Changes in free polyphenol levels in Satsuma leaves in response to Asian citrus psyllid infestation and water stress

Authors: Malik, Nasir; Perez, Jose; KUNTA, MADHURABABU - Citrus Center; Olanya, Modesto

Submitted to: Open Agriculture Journal
Publication Type: Peer Reviewed Journal
Publication Acceptance Date: 1/5/2015
Publication Date: 1/6/2015
Citation: Malik, N.S., Perez, J.L., Kunta, M., Olanya, O.M. 2015. Changes in free polyphenol levels in Satsuma leaves in response to Asian citrus psyllid infestation and water stress. Open Agriculture Journal. DOI: 10.2174/1874331501509010001.

Interpretive Summary: Huanglongbing (HLB), also known as citrus greening disease, has led to devastating losses to the citrus industry in the United States and other countries. The pathogen responsible for this disease is a bacterium Candidatus Liberibacter spp, which is transmitted from plant to plant by the phloem feeding insect Diaphorina citri Kuwayama also known as the Asian citrus psyllids (ACP). To date, the only management option for controlling HLB is through control of the insect vector, principally by insecticidal sprays. To find more effective management methods, we have been investigating biochemical responses of Satsuma leaves to psyllid feeding and water stress. Plants are known to respond biochemically to different stresses as a protective mechanism; polyphenols are well known compounds that plants use to defend against pathogens. The aim of this study was to investigate the possible metabolites involved in these protective responses. The results of this study showed that several secondary metabolites, namely polyphenols, increased in concentration in response to insect and water stress. Some of these compounds, such as rutin, have been reported to act as a biopesticides which may impact insect persistence. Our findings may indicate the possibility of managing ACP infestations via proper water management practices.

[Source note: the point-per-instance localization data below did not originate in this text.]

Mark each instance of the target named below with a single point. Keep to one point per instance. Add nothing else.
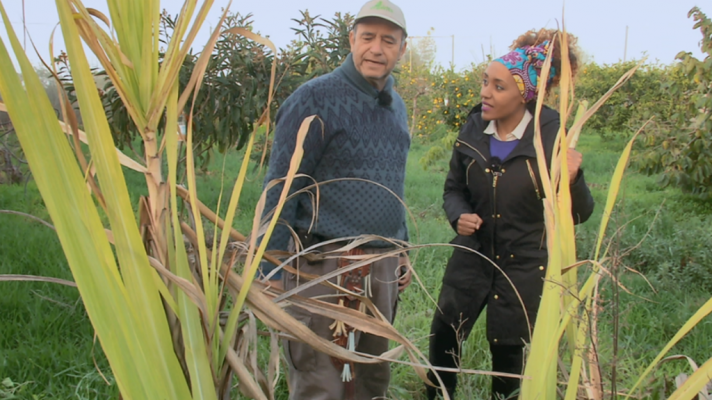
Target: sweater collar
(348, 70)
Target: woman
(493, 201)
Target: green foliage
(679, 147)
(236, 82)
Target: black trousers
(452, 324)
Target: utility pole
(625, 49)
(453, 52)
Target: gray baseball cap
(383, 9)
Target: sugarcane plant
(567, 311)
(171, 324)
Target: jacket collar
(476, 138)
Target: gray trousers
(312, 375)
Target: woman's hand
(467, 224)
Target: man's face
(376, 47)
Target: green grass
(46, 341)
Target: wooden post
(625, 49)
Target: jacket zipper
(495, 177)
(467, 173)
(536, 185)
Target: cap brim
(396, 23)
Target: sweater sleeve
(290, 116)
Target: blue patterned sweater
(360, 139)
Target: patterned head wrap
(525, 64)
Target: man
(364, 136)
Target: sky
(656, 28)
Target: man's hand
(405, 271)
(574, 159)
(467, 224)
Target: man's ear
(403, 47)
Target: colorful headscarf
(525, 64)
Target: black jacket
(507, 196)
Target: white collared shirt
(516, 134)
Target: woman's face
(500, 94)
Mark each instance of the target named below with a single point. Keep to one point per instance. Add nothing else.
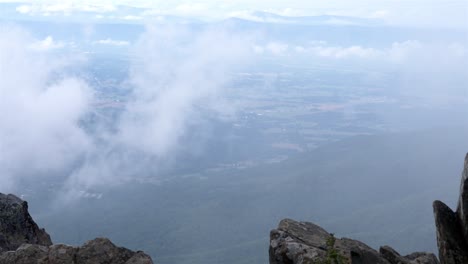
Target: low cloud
(39, 113)
(63, 8)
(175, 74)
(47, 44)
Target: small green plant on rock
(333, 256)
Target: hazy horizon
(230, 113)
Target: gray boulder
(306, 243)
(17, 226)
(452, 227)
(97, 251)
(23, 242)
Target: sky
(419, 13)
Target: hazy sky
(445, 13)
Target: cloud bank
(39, 113)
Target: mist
(173, 130)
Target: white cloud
(63, 8)
(39, 114)
(47, 44)
(112, 42)
(171, 79)
(277, 48)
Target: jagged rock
(304, 243)
(415, 258)
(22, 242)
(97, 251)
(452, 227)
(17, 226)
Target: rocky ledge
(306, 243)
(301, 242)
(452, 227)
(23, 242)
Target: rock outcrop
(97, 251)
(306, 243)
(452, 227)
(17, 226)
(23, 242)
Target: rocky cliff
(23, 242)
(301, 242)
(452, 227)
(306, 243)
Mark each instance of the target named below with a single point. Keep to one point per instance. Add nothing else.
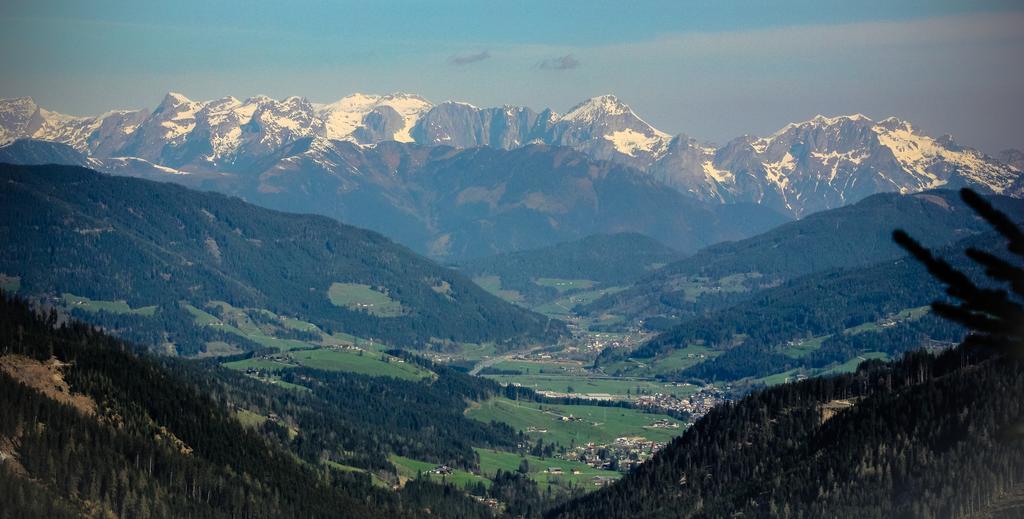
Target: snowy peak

Technical Abstract: Huanglongbing (HLB), also referred to as citrus greening disease has caused significant losses to the citrus industry in the United States and elsewhere. In our previous studies, we observed the fluctuation of some primary and secondary metabolites in response to biotic (psyllid feeding) and abiotic (water deficit) stress factors in citrus. In the current report, we evaluated the changes in polyphenolic compounds in Satsuma leaves in response to Asian citrus psyllid feeding stress and the water stress. In general, polyphenolic levels increased in Satsuma leaves in response to insect and water stress. Specifically, polyphenols such as chlorogenic acid, rutin, diosmin, luteolin7-O-glucoside, and narangin levels increased significantly in response to both biotic and abiotic stress. On the other hand, while caffeic acid levels significantly increased in water stressed plants, their levels drastically declined to the level of being undetectable in leaves stressed by psyllid feeding. Differences between the two types of stresses were also observed in the levels of apigenin 7-O-glucoside where it decreased significantly in water stressed leaves but not in leaves stressed by psyllid feeding; i.e. changes in the levels of apigenin 7-O-glucoside and caffeic acid were opposite in response to water or feeding stresses. Hesperidin levels were not affected by the water stress or by psyllid feeding. The findings may help to better understand plant psyllid interactions and may be helpful in developing effective management practices to control the spread of citrus greening disease.